We aim to develop a time-lapse, imaging, pharmacodynamic assay for measuring LRRK2 cellular function in dopaminergic (DA) neurons derived from human induced pluripotent stem cells (iPSCs) from Parkinson’s patients with LRRK2 mutations. Studies have shown that mutations in the LRRK2 gene play an important role in the regulation of neurite growth and integrity in DA neurons. We will characterize the dynamics of neurite growth, connectivity and degeneration to establish dynamic cellular phenotypes specific to LRRK2 function.

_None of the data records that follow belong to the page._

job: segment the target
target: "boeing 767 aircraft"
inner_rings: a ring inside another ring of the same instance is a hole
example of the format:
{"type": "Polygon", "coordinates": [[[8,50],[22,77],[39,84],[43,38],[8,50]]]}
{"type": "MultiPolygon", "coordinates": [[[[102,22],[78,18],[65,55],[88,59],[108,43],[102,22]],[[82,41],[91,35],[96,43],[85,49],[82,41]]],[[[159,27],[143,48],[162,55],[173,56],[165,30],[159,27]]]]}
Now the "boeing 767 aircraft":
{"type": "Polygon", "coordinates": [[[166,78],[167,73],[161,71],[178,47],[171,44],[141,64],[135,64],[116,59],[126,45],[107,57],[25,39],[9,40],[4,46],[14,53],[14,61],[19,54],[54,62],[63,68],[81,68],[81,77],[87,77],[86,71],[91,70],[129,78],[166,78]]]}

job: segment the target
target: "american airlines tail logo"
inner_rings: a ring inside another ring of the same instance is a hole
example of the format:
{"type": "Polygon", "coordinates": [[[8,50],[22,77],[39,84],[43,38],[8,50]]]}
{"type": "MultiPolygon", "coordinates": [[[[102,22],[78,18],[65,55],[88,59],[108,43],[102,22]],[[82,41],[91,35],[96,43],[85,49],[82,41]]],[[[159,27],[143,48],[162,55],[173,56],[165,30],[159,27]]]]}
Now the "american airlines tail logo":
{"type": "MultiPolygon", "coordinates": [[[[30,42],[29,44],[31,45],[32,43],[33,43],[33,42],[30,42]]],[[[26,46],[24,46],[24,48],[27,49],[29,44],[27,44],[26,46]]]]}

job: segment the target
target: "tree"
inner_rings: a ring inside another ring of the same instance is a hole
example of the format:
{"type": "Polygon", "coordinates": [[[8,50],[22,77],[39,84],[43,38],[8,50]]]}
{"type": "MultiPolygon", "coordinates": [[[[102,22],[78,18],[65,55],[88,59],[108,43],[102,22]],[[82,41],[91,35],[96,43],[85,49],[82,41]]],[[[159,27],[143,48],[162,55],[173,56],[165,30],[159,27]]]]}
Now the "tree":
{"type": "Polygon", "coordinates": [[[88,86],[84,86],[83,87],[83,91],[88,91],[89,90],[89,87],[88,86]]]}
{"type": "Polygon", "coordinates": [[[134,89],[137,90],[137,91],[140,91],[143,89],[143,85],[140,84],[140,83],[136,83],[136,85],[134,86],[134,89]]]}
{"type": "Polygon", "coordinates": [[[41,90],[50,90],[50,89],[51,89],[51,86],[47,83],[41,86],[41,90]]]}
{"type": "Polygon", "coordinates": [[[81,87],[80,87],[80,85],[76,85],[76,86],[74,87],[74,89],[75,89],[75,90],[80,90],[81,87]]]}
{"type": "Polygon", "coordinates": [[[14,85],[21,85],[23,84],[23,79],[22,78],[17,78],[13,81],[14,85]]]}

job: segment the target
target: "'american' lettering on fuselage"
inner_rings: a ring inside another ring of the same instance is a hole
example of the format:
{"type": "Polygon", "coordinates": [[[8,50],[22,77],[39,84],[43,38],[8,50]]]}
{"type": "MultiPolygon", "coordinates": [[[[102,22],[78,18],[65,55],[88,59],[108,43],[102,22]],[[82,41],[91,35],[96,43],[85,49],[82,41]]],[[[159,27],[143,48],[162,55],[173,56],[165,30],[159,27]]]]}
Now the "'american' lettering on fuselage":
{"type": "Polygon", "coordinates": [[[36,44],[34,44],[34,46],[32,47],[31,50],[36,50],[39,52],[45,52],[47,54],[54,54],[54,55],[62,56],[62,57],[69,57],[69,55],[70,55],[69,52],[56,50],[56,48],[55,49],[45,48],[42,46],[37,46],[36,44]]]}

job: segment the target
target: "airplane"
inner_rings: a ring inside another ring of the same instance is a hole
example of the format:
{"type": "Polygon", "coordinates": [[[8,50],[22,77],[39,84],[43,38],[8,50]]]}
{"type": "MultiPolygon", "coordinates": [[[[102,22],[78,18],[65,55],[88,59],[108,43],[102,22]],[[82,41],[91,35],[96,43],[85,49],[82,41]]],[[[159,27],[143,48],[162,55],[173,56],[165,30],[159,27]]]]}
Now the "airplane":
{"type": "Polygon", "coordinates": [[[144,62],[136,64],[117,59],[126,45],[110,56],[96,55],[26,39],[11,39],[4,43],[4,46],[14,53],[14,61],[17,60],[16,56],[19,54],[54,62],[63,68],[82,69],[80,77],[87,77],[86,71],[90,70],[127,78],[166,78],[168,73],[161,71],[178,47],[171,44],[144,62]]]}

Our experiment consists of high-throughput, time-lapse microscopy imaging of LRRK2 iPSC-derived DA neurons. We will use computer vision software to measure neuronal health and dynamics and machine learning algorithms to establish dynamic cellular phenotypes specific to LRRK2 function.
Relevance to Diagnosis/Treatment of Parkinson’s Disease:
Our assay will be useful for characterizing the effect of LRRK2 inhibitors and other small molecules on neuron function in vitro, and will be made commercially available. This tool could speed development of therapies that could limit or reverse neurodegeneration in Parkinson’s disease.
Through the use of automated, large-scale microscopy-based examination, we expect to uncover cellular phenotypes specific to LRRK2 function based on neuronal dynamics such as neurite outgrowth and connectivity.